Virtual reality and the future of work

Virtual reality has been all the craze in Silicon Valley. It’s understandable: the concept of blending the digital with the real has been the stuff of fiction until recent years, since major tech companies made leaps and bounds in creating a seamless integration of our online and offline worlds. 

The most popular use of VR at the moment seems to be in gaming, giving players the option to immerse themselves in fantastical worlds and scenarios and come that much closer to becoming the hero of the story. But another VR-led experience is taking flight — and it’s looking to change the way we work. 

In August 2021, Meta — formerly known as Facebook — launched its beta version of Horizon Workrooms. It acts as a collaboration platform for employees to gather in a virtual space and participate in usual work-related activities — meetings, presentations, workshops, seminars, or even just to catch up — without having to physically be together. 

Unlike video-based applications like Zoom, Workrooms transports you into the meeting itself, projecting a virtual recreation of the office space — or any other professional space — around you. Employees speak to each other through avatars, or rather, digitally-animated versions of themselves that can act, speak and move around the room. In essence: they capture what you’re doing, saying, and emoting through VR. 
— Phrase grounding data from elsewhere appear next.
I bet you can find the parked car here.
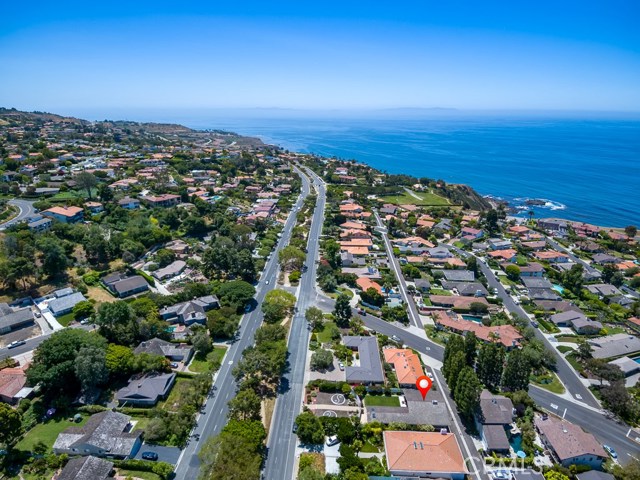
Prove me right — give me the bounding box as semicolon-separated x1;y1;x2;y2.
141;452;158;461
292;422;298;434
530;321;539;328
170;362;179;368
603;445;617;459
326;435;340;447
338;362;345;371
7;340;26;349
391;335;401;342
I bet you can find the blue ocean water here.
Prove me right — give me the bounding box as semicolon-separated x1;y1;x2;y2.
77;109;640;227
187;114;639;227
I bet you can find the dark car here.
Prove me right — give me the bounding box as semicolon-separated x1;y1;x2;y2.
292;422;298;434
141;451;158;461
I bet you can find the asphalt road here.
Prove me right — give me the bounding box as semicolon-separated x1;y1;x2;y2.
372;209;423;329
0;198;36;229
450;245;601;409
262;166;326;480
530;386;640;465
172;168;313;480
0;324;95;360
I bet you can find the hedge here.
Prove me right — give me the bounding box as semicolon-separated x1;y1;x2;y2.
137;270;156;286
112;459;174;480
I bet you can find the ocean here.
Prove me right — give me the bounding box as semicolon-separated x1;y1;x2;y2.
79;109;640;227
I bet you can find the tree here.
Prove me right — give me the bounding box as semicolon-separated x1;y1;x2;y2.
75;346;107;393
198;431;262;480
360;287;384;307
262;289;296;323
105;344;134;376
625;225;638;239
333;293;352;328
469;302;489;315
477;342;505;391
37;236;69;278
207;307;240;339
310;349;334;371
453;366;482;418
586;358;623;385
562;263;584;296
305;306;325;330
485;209;499;233
215;280;255;311
0;403;22;447
75;171;98;198
502;349;531;392
602;263;618;284
228;389;261;421
278;245;306;271
94;301;138;345
505;265;521;282
192;330;213;357
155;249;176;268
444;351;467;393
544;472;570;480
576;339;593;361
72;300;94;321
295;411;325;444
27;329;107;396
464;331;477;367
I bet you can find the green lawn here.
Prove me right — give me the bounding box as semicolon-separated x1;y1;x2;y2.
429;288;452;296
189;346;227;373
117;470;162;480
15;415;88;453
537;318;560;334
364;395;401;407
132;416;151;432
425;325;450;345
530;372;566;394
557;345;575;354
160;377;193;412
56;312;75;327
555;335;580;343
360;441;381;453
379;190;450;206
317;321;339;344
566;353;586;375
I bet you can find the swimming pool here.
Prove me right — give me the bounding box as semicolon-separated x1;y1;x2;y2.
461;315;483;323
552;284;565;295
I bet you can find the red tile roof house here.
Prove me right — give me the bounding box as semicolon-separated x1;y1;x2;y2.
0;365;31;404
534;415;607;469
432;311;522;349
42;206;84;224
357;277;383;295
383;430;468;479
142;194;181;208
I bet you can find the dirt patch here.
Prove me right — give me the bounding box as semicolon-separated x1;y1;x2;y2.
86;286;116;304
300;452;325;475
262;397;276;436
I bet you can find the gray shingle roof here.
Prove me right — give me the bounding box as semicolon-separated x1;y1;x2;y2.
479;390;514;425
57;456;113;480
111;275;148;295
483;424;510;451
342;336;384;384
0;304;34;331
134;337;193;360
441;270;474;282
49;292;86;315
116;373;176;405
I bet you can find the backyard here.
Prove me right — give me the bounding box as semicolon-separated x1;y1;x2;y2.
364;395;401;407
379;190;449;206
188;346;227;373
15;414;88;453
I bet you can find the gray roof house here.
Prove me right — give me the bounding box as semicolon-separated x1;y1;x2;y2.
576;471;615;480
342;336;385;385
56;456;114;480
134;337;194;362
586;284;623;297
476;390;514;453
521;277;553;290
608;356;640;378
48;291;87;317
152;260;187;281
116;373;176;407
588;333;640;359
414;278;431;292
549;310;588;327
592;253;618;264
101;272;149;298
0;303;35;334
442;281;489;297
441;270;475;282
159;295;219;325
53;411;142;459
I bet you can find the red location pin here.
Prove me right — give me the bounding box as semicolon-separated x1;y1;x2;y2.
416;375;433;400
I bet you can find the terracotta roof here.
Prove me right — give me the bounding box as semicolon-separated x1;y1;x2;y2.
43;206;83;217
0;367;27;399
357;277;382;294
383;349;424;385
488;249;518;259
432;311;522;348
384;431;467;474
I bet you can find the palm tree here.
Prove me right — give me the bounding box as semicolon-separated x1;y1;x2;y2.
528;210;535;224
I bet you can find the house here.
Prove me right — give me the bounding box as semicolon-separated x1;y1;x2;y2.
588;333;640;359
380;204;397;215
517;263;545;278
488;238;512;250
414;279;431;293
592;253;618;265
432;311;521;349
383;348;424;387
429;295;489;310
356;277;383;295
571;318;603;335
383;431;467;479
522;277;553;290
441;270;474;282
159;295;219;325
476;390;514;454
26;215;53;232
441;281;488;297
134;337;194;362
534;415;607;468
586;284;623;298
116;373;176;407
55;456;114;480
142;193;181;208
48;290;87;317
0;366;33;404
427;246;452;259
461;227;483;240
153;260;187;281
101;273;149;298
342;336;385;385
53;411;142;459
0;303;35;334
537;219;568;235
533;250;570;263
521;240;547;251
488;249;518;262
118;196;140;209
608;357;640;378
42;206;84;224
84;201;104;214
576;472;615;480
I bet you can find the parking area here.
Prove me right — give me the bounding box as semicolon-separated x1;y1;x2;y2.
308;357;346;383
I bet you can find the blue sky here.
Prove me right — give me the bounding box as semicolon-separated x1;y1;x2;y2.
1;1;639;112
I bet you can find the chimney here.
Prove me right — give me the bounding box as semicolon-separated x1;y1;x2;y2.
420;442;424;450
414;441;417;449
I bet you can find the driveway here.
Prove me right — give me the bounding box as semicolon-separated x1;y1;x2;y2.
133;444;181;465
Horizon Workrooms is more than just a space to meet with your co-workers, however. It has all the features of a collaborative space, the most distinctive being a shared whiteboard that you can write on through the use of your controller and any physical flat surface. For the individual worker, there’s the option to pair your computer to the application, allowing you to physically type, take notes, and share your screen in the virtual world. 
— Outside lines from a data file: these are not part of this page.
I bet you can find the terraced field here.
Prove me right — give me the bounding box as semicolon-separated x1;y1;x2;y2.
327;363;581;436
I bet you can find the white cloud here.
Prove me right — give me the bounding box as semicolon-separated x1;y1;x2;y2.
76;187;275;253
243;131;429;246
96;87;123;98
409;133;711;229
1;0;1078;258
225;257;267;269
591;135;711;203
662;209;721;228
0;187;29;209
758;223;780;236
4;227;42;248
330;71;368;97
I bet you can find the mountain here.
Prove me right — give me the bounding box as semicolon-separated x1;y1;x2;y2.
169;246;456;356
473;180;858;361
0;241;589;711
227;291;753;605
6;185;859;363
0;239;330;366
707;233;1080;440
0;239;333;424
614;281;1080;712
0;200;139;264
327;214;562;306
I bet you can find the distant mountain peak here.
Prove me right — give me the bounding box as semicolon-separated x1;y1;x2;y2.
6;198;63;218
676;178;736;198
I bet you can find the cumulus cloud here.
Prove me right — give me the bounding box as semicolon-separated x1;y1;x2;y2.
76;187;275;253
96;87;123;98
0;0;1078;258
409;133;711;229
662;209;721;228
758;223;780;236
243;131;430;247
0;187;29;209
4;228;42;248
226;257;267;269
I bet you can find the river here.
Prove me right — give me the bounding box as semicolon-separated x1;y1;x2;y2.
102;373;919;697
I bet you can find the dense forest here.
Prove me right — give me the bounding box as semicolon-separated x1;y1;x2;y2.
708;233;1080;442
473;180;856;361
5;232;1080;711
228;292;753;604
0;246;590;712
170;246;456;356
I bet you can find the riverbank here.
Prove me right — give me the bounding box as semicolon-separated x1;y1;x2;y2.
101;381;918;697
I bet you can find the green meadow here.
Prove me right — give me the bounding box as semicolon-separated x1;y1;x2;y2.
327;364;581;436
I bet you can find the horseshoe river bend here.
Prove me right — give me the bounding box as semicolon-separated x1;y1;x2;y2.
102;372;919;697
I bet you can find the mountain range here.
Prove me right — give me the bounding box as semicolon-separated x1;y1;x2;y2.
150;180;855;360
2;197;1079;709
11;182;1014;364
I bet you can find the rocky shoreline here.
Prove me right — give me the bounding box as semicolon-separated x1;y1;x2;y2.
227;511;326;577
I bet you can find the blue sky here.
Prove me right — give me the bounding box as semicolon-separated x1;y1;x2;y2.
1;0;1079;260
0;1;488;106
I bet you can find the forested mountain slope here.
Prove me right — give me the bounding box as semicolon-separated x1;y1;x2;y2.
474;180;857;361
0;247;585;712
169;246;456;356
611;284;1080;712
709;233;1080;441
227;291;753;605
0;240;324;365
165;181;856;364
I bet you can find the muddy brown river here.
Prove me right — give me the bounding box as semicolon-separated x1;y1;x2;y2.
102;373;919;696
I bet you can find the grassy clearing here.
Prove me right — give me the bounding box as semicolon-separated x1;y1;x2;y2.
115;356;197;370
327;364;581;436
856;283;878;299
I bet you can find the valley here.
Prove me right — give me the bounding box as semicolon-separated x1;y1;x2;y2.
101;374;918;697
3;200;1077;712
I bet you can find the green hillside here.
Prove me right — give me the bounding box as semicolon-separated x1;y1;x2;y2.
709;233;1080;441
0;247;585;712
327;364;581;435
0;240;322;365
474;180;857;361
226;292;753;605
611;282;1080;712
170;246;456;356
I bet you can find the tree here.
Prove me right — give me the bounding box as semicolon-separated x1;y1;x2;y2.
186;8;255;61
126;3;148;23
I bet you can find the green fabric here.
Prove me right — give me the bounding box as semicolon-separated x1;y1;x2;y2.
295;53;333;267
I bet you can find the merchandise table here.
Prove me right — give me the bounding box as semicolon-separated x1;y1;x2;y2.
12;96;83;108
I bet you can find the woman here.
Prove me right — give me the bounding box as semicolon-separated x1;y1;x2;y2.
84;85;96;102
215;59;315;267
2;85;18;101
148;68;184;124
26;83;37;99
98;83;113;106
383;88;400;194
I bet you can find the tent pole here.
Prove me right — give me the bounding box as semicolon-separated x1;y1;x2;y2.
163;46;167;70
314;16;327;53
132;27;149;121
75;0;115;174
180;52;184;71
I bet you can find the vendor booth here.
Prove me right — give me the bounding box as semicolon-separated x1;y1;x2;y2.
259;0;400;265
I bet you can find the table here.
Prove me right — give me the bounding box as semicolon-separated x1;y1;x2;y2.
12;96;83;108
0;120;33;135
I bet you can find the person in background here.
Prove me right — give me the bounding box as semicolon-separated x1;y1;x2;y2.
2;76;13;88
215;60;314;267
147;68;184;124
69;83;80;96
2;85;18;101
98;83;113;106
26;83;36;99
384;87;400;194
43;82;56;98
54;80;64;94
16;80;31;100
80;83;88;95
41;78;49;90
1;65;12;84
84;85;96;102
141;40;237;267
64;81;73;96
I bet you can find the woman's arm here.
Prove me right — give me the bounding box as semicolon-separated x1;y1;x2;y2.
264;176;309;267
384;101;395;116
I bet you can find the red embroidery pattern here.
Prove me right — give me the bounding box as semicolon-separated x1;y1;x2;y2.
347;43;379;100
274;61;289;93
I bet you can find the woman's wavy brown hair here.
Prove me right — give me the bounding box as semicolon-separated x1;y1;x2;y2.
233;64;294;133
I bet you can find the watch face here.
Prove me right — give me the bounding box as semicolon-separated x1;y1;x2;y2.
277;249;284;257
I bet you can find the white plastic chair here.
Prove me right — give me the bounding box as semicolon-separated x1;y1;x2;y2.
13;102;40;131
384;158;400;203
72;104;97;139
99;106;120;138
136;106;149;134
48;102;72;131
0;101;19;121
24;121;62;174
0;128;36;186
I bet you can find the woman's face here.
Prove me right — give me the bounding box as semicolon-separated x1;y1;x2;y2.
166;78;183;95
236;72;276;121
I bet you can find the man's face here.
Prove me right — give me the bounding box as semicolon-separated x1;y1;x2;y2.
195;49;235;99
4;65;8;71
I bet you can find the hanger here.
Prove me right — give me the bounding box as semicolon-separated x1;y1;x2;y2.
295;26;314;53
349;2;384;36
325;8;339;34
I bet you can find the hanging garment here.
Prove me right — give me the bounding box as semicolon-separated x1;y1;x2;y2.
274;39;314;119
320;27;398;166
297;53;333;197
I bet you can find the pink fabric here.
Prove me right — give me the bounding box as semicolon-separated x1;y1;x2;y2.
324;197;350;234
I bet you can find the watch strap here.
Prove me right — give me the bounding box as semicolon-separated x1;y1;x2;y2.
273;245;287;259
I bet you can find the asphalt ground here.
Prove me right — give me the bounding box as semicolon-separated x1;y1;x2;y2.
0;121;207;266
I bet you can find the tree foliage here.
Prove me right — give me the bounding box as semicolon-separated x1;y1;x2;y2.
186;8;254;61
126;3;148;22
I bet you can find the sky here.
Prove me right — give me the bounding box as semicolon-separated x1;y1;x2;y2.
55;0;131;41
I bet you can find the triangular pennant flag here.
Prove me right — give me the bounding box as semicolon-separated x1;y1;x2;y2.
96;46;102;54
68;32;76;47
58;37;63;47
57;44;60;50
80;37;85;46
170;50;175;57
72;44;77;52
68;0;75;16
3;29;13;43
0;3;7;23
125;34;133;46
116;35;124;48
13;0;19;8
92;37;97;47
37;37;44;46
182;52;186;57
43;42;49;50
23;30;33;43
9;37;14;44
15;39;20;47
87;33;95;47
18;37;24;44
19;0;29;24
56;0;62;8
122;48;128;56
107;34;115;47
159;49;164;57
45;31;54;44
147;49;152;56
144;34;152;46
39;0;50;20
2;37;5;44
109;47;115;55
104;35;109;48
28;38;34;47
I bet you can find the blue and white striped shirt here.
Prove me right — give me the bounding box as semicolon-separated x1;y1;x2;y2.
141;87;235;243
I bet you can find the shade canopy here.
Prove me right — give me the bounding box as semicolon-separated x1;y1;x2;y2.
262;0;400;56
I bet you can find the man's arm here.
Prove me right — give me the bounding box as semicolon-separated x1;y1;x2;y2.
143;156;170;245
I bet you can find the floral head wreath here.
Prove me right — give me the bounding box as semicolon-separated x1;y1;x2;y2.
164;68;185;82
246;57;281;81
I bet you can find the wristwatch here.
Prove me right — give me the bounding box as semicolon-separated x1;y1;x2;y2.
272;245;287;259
According to beta users, it’s a concept that works. Journalists can attend a press briefing about the future of Meta and work, with Mark Zuckerberg only a few chairs away. CEOs can give out presentations to off-site employees without braving long flights. For those without a headset, there’s the option of dialing in via Zoom; their faces are projected onto a ‘screen’ in the middle of the conference table for every avatar to see. 

Of course, there are limits to the ways in which you can express yourself in Workrooms. Avatars are only projected from the waist-up, for example, and teleport you around the room in lieu of walking. Still, it’s a far cry from the constraints of a Zoom call, giving a feel of actually being in a room with your colleagues even if you’re thousands of miles away. 
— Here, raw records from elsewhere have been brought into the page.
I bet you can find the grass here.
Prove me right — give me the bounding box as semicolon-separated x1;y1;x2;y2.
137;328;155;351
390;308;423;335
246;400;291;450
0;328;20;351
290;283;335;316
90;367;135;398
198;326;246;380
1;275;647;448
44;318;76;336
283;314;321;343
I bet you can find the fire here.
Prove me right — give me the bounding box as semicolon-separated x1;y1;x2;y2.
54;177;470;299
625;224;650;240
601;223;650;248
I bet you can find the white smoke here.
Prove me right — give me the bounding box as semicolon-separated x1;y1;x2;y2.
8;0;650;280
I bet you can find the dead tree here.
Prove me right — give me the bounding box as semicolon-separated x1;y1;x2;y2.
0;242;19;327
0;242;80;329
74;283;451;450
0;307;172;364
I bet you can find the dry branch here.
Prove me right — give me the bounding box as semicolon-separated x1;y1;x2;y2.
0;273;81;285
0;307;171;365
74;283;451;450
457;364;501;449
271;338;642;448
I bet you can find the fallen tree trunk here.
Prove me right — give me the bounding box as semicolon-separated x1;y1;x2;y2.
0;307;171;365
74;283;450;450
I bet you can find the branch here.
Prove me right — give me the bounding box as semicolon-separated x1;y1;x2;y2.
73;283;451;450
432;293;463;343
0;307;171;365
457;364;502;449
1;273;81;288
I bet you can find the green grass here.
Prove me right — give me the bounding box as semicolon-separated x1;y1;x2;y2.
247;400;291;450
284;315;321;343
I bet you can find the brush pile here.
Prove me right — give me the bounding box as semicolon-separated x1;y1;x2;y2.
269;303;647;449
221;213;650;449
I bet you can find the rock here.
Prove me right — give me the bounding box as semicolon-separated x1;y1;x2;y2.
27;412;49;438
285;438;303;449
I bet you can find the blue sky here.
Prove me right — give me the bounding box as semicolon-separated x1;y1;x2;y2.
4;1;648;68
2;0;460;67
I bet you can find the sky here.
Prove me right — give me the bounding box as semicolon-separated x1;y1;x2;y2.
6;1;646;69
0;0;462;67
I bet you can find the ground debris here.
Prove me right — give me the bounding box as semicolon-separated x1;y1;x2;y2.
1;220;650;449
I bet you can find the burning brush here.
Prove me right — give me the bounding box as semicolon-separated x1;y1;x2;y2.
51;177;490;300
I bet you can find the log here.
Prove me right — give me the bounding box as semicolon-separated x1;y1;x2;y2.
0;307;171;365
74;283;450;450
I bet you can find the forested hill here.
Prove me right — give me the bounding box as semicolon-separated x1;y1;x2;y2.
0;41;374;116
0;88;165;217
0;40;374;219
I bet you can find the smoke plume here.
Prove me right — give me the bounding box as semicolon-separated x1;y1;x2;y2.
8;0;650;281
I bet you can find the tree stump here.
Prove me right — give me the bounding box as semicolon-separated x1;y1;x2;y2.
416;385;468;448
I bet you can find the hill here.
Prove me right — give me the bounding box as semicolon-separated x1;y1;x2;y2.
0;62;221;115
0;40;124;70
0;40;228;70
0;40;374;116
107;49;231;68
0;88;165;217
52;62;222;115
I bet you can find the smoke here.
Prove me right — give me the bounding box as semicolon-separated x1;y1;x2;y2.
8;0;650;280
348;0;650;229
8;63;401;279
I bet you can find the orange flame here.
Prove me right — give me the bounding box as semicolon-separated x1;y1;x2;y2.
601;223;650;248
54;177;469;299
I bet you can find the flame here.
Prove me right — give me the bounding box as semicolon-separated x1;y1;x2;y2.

A glimpse into the future of work

Digital collaborative platforms like Horizon Workrooms may seem futuristic to most at the moment. After all, VR headsets are not commonplace in every household at the moment, usually reserved to avid gamers or tech enthusiasts. However, with advances to the development of the metaverse, it’s hardly implausible to think that platforms like Workrooms are very likely to become normalised in the future.

Perhaps the greatest aspect of platforms like Workrooms is that it offers something that ordinary dial-in calls lack: a sense of real presence. The pandemic played a large role in highlighting the benefits of remote working, but also pointed out its flaws: feelings of loneliness and isolation and distracting home environments being some. Virtual reality environments solve all of these issues and more. 

Still, Workrooms shows us that while the future of work will largely shift to the virtual sphere, much of it will be grounded in the physical world — a form of mixed reality. A distinct feature of Workrooms is in bringing a user’s physical desks into the VR space. Writing on the whiteboard, for example, is achieved by lining the controller (which acts as a pen) up against a flat surface, like your desk. Using your virtual computer requires typing on your physical keyboard. This, if anything, keeps the prospect of digital collaboration less fantastical, a tangible concept instead of a far-fetched dream.

What does this mean for the future of business?

Lower operational costs are certainly one distinct benefit. Transcending geographic borders are another — sponsoring work visas to relocate employees, for example, might become a thing of the past. Improved workplace safety, a decreased turnover rate, speeding up the learning process — it’s no question that VR workspaces will be a transformative experience for companies as a whole.

As with every advancement, there are inevitably some potential issues that could arise as well. VR users have already begun highlighting how prolonged time using headsets can be tiring for the eyes, as well as create neck cramps. 

There’s also the matter of access — at the moment, VR headsets are not a widely-used gadget, but may become just as essential for work as the laptop has in the last decade. In this, company budgets may very well go to providing headsets for employees — a costly prospect. Either way, this leap into VR-stimulated work shows tremendous potential for improving the levels of productivity and communication amongst employees. 

The clearest takeaway, however? Familiarising yourself with platforms like Workrooms should be high on every employee, manager, and CEO’s list, because VR is here, and it doesn’t look to be dwindling down anytime soon.